3.1. In Vitro Passage of WNV02 at Increased Temperature in Mosquito Cells

Viral loads were quantified at both 25 °C and 30 °C at 24–120 hpi to establish baseline temperature sensitivity and growth kinetics of WNV02 IC in C × T. These temperatures were utilized to assess the influence of temperature within a realistic range. Results demonstrated significantly lower viral titers at 25 °C at 24–96 hpi (* p ≤ 0.05 one-way ANOVA w/multiple comparisons, Tukey’s post-test) with similar peak titers by 120 hpi (Figure 2A). To determine the influence of temperature on WNV evolution and adaptation, serial passage of WNV02 IC was performed in C × T mosquito cells at 25 °C or 30 °C using two distinct lineages (A and B) maintained at each temperature. Viral loads, as measured by WNV genomes, varied by passage and temperature (Figure 2B). Specifically, decreased titer was measured for pass 1 and 2 at 25 °C, with substantial increases at pass 5. Output titer from passes 5–12 fluctuated between 9.0 and 11.0 log10 genomes/mL. At 30 °C, increased output titers were measured for each passage up to pass 5 and a gradual decrease was measured from pass 7–12. Similar output titers were measured for lineage A and B at each temperature. Overall, a significantly higher viral load was measured for WNV passaged at 30 °C compared to 25 °C (* p ≤ 0.05 one-way ANOVA w/multiple comparisons, Tukey’s post-test). Infectious particles were also quantified via plaque assay (pfu). Genome to pfu ratios fluctuated during passage, with values ranging from 6.0 × 102–6.0 × 103 copies/pfu, yet overall trends for infectious particles were similar to those measured for WNV genomes (Figure 2B).
Figure 2

Temperature-dependent replication of West Nile virus in Culex cell culture. (A) Growth kinetics of WNV02 IC passage 1 in Culex tarsalis (C × T) cells at 25 °C and 30 °C. Viral loads were determined via plaque titration and kinetics are shown as means of duplicate assay. Significantly higher output titers were measured at 30 °C relative to 25 °C (* p < 0.05 (one-way ANOVA w/multiple comparisons, Tukey’s post-test). (B) Output viral load during passage of WNV02 IC. Viral RNA levels were quantified at 96 h post-infection by real-time RT-PCR using genome copy standards. Significantly higher output titers were measured at 30 °C relative to 25 °C (* p< 0.05 (one-way ANOVA w/multiple comparisons, Tukey’s post-test).

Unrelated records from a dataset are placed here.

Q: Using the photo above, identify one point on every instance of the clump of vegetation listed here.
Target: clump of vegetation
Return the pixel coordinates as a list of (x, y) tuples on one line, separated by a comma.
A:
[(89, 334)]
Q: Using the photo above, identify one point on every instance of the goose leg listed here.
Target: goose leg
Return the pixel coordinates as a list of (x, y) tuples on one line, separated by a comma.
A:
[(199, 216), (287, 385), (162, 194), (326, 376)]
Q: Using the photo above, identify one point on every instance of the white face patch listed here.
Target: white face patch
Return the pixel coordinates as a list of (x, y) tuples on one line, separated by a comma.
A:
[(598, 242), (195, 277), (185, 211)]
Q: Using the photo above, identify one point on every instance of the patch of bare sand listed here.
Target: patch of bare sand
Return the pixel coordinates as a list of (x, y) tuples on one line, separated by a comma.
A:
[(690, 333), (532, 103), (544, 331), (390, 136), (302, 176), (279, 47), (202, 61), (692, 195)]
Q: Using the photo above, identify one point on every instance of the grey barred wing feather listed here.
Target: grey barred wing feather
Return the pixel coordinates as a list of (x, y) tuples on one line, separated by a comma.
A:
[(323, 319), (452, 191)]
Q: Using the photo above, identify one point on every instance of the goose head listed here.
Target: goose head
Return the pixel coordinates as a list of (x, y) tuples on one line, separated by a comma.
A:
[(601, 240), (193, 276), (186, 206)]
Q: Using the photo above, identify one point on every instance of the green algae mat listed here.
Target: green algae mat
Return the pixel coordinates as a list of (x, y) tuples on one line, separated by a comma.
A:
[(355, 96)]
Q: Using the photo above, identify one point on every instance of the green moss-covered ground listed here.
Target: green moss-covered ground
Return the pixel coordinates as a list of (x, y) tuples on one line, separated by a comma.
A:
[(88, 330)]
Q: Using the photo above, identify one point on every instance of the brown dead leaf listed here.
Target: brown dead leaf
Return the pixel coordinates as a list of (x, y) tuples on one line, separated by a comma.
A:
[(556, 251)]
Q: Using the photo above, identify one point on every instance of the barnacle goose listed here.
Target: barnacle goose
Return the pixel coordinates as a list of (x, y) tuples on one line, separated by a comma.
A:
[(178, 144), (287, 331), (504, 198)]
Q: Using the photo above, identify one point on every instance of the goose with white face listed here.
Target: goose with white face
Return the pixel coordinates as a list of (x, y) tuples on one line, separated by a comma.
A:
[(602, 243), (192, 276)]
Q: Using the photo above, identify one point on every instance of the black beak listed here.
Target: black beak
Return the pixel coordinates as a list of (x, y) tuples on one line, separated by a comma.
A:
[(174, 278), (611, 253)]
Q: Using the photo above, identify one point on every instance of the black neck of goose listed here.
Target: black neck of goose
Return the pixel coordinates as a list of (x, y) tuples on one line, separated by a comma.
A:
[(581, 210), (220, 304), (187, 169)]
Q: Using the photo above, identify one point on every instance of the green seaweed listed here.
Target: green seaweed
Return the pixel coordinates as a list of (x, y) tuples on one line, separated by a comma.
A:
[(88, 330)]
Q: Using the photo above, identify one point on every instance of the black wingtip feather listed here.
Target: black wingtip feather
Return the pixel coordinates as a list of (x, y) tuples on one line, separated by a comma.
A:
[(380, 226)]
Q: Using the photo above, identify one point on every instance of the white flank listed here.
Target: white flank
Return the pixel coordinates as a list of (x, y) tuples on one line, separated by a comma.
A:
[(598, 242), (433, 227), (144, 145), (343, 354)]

3.2. Viral Fitness following Passage at Increased Temperature

Growth kinetics of WNV before (pass 1) and after (pass 12) were quantified in C × T cells at both 25 °C and 30 °C to evaluate the temperature-specific effects of experimental passage on viral replication. To quantify replicative fitness, log linear growth rates were calculated and compared [34]. Increased replicative fitness at both 25 °C and 30 °C was measured for both lineages following passage at 30 °C but only increases at 25 °C were measured in one lineage (lineage B) following passage at 25 °C. Specifically, replicative fitness at matched growth temperature following passage was unchanged in lineage A 25 °C, but increased by 0.034 log10 pfu/h in lineage B 25 °C, 0.041 log10 pfu/h in lineage A 30 °C, and 0.011 log10 pfu/h in lineage B 30 °C. Replicative fitness at alternate growth temperature decreased by −0.002 log10 pfu/h in lineage A 25 °C, yet increased by 0.013 log10 pfu/h in lineage B 25 °C, 0.012 log10 pfu/h in lineage A 30 °C, and 0.027 log10 pfu/h in lineage B 30 °C. Combined, replicative fitness at 25 °C and 30 °C was statistically equivalent following a single amplification (pass 1) on C × T at either temperature, yet passage at both 25 °C and 30 °C (pass 12) resulted in increased replicative fitness when growth kinetics were assessed at matched temperatures (Figure 3; p ≤ 0.05, three-way ANOVA w/multiple comparisons, Tukey’s post-test). Interestingly, WNV passaged at 25 °C did not demonstrate increased replicative fitness at 30 °C, yet WNV passaged at 30 °C demonstrated significant increases at both temperatures (Figure 3; p ≤ 0.05, three-way ANOVA w/multiple comparisons, Tukey’s post-test stat), indicating broad adaptation.
Figure 3

West Nile virus passage at increased temperatures facilitates temperature independent adaptation. Replicative fitness of WNV02 IC was assessed after 1 and 12 passages in Culex tarsalis (C × T) cells. Replicative fitness refers to the slope of the line of best fit determined via linear regression analysis of the log linear portion of individual growth curves. Data are shown as means of duplicate assays and lineages. Statistically different measures are indicated by unique characters (p ≤ 0.05, three-way ANOVA w/multiple comparisons, Tukey’s post-test).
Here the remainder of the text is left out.